28. If a patient dies and an inquest is held, the doctor must assist the coroner.
Access to information and medical records
29. The Access to Health Records Act 1990 gives patients the right, subject to certain exemptions, to see health information about themselves which has been manually recorded from 1 November 1991 onwards. This legislation has now been incorporated in the Data Protection Act, which also gives patients the right to see information about them which is held on computer.
30. We have no role in administering this legislation, but we actively help patients who complain to us and who may need or who want to see their records, by giving them the information they need to obtain access from the record holder. Complaints about alleged failures to disclose all the information to which a patient is entitled are dealt with through the courts.
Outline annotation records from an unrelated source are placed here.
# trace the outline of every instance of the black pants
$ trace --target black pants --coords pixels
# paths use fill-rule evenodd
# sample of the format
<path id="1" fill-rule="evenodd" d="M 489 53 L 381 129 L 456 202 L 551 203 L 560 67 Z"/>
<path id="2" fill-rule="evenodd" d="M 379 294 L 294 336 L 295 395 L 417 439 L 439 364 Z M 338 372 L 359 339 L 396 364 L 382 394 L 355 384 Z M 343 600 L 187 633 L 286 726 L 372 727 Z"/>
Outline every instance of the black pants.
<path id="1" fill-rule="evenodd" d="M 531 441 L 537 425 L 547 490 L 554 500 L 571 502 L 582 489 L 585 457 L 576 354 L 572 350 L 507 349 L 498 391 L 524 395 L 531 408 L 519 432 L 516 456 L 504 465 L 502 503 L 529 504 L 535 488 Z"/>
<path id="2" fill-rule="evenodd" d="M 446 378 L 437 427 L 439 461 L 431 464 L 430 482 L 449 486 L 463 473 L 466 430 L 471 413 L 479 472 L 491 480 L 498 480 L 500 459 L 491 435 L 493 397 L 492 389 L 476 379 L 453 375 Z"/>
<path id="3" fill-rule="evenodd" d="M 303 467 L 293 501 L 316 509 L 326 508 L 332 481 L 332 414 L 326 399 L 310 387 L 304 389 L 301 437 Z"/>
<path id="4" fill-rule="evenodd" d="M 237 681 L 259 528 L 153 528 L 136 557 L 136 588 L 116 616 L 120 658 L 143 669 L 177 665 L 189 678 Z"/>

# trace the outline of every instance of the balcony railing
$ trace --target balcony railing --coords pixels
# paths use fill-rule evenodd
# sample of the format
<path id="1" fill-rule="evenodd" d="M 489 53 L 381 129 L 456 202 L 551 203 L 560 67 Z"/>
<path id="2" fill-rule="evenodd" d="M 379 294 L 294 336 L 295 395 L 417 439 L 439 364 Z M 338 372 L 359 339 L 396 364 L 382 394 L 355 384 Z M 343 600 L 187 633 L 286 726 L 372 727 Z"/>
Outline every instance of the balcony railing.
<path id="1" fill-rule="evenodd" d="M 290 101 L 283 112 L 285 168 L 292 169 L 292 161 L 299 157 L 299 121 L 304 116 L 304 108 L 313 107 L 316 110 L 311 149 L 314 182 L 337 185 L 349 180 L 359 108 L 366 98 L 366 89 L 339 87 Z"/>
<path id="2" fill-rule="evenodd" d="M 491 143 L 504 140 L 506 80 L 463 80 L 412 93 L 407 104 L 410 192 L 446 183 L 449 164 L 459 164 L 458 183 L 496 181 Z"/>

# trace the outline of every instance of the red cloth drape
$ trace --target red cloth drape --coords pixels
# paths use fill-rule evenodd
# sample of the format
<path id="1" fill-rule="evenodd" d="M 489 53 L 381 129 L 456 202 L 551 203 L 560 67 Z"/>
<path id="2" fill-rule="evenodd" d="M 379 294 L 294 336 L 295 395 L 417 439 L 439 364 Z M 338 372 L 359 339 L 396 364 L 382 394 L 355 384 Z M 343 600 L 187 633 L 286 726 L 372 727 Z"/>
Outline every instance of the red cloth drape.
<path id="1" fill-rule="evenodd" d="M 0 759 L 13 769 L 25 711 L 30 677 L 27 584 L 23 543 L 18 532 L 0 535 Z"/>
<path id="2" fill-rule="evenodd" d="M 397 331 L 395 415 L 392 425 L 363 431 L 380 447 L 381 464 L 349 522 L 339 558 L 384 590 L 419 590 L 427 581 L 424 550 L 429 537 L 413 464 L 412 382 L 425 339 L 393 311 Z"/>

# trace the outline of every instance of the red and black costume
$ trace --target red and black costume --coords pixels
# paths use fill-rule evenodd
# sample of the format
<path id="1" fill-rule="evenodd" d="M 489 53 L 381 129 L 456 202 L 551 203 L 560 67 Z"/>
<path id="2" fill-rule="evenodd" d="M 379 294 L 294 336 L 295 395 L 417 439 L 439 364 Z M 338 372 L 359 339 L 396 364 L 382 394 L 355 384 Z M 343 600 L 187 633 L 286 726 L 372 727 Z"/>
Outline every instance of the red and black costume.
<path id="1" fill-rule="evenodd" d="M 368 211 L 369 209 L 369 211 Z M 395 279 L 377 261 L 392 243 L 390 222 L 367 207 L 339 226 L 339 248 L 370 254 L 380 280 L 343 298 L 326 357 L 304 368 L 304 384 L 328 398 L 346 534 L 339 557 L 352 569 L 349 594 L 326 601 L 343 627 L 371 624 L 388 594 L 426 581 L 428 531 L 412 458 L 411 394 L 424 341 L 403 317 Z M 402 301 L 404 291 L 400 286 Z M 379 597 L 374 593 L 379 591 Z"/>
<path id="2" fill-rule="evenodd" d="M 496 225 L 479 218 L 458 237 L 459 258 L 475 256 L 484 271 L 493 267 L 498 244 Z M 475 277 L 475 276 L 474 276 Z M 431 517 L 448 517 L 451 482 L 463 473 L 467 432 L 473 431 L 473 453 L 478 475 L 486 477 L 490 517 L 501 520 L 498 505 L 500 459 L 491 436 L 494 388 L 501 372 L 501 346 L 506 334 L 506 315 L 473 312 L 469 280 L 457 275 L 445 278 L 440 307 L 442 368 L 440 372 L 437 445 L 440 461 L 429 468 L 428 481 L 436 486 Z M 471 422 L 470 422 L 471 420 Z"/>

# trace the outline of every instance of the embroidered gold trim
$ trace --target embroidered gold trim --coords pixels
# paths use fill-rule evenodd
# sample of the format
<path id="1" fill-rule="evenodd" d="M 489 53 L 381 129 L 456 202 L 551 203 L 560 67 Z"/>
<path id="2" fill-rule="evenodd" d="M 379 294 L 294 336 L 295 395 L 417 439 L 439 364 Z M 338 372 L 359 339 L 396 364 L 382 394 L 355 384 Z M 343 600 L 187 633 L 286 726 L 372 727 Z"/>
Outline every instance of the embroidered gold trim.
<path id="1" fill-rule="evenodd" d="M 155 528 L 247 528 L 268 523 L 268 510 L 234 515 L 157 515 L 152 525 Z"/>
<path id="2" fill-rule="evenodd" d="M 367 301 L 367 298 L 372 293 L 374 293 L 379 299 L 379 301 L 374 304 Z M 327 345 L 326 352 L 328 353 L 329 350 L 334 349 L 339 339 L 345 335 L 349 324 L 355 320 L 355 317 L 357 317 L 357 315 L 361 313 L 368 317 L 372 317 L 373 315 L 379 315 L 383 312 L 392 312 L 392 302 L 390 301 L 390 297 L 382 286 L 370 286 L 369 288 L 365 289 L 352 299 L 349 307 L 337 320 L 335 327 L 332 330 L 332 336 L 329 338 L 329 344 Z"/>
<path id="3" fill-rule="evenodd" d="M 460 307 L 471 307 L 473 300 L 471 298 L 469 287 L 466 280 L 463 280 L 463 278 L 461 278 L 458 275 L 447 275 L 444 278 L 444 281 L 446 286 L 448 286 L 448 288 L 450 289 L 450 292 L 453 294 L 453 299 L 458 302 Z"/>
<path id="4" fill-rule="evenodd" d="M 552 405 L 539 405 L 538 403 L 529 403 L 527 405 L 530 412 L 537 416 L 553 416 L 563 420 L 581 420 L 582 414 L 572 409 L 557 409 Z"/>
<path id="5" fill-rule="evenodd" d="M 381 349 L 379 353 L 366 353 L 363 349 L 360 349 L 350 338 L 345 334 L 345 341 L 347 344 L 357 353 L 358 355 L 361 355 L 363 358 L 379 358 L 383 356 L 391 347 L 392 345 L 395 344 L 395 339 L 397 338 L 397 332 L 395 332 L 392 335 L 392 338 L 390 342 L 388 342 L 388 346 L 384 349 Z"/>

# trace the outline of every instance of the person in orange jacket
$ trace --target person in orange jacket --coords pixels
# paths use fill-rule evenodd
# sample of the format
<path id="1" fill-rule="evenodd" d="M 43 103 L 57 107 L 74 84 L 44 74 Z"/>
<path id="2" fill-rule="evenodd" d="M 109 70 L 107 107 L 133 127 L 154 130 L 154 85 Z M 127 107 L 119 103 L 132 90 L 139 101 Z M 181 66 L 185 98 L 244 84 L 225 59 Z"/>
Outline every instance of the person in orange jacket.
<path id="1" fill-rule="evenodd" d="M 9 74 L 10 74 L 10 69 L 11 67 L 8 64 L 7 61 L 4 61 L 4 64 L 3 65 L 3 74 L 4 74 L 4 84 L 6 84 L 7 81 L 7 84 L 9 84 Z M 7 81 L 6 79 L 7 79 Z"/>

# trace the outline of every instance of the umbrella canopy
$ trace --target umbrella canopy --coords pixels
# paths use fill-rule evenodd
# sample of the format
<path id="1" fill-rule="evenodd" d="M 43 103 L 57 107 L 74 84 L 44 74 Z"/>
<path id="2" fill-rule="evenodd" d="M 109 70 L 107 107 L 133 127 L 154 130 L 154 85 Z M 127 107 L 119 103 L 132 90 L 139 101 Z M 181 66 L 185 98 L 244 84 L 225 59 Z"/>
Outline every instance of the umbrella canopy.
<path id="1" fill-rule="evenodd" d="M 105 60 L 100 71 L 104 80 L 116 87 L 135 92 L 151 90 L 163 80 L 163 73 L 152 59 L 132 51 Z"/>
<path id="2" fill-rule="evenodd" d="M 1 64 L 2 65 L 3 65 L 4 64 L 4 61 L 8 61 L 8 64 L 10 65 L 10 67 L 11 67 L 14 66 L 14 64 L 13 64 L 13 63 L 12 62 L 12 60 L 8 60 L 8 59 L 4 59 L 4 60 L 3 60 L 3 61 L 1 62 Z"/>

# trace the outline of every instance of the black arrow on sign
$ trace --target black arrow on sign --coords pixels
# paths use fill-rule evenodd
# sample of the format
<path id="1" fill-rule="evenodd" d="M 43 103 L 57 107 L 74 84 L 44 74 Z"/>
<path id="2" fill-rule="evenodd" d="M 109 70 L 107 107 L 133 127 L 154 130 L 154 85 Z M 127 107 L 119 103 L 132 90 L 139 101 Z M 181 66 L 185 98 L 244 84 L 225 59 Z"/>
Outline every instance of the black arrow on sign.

31. When a complaint is made to us, we copy it to the doctor and invite him or her to comment. We ask if the doctor would be willing for their response to be seen by the complainant, and where consent is forthcoming (as is sometimes the case) we will copy the doctor's comments to the complainant. However, if the doctor declines, we have no power to compel disclosure.
32. We are reviewing all our procedures to ensure that they remain fit for purpose in today's circumstances. This particular provision is one which we have already identified as in need of review.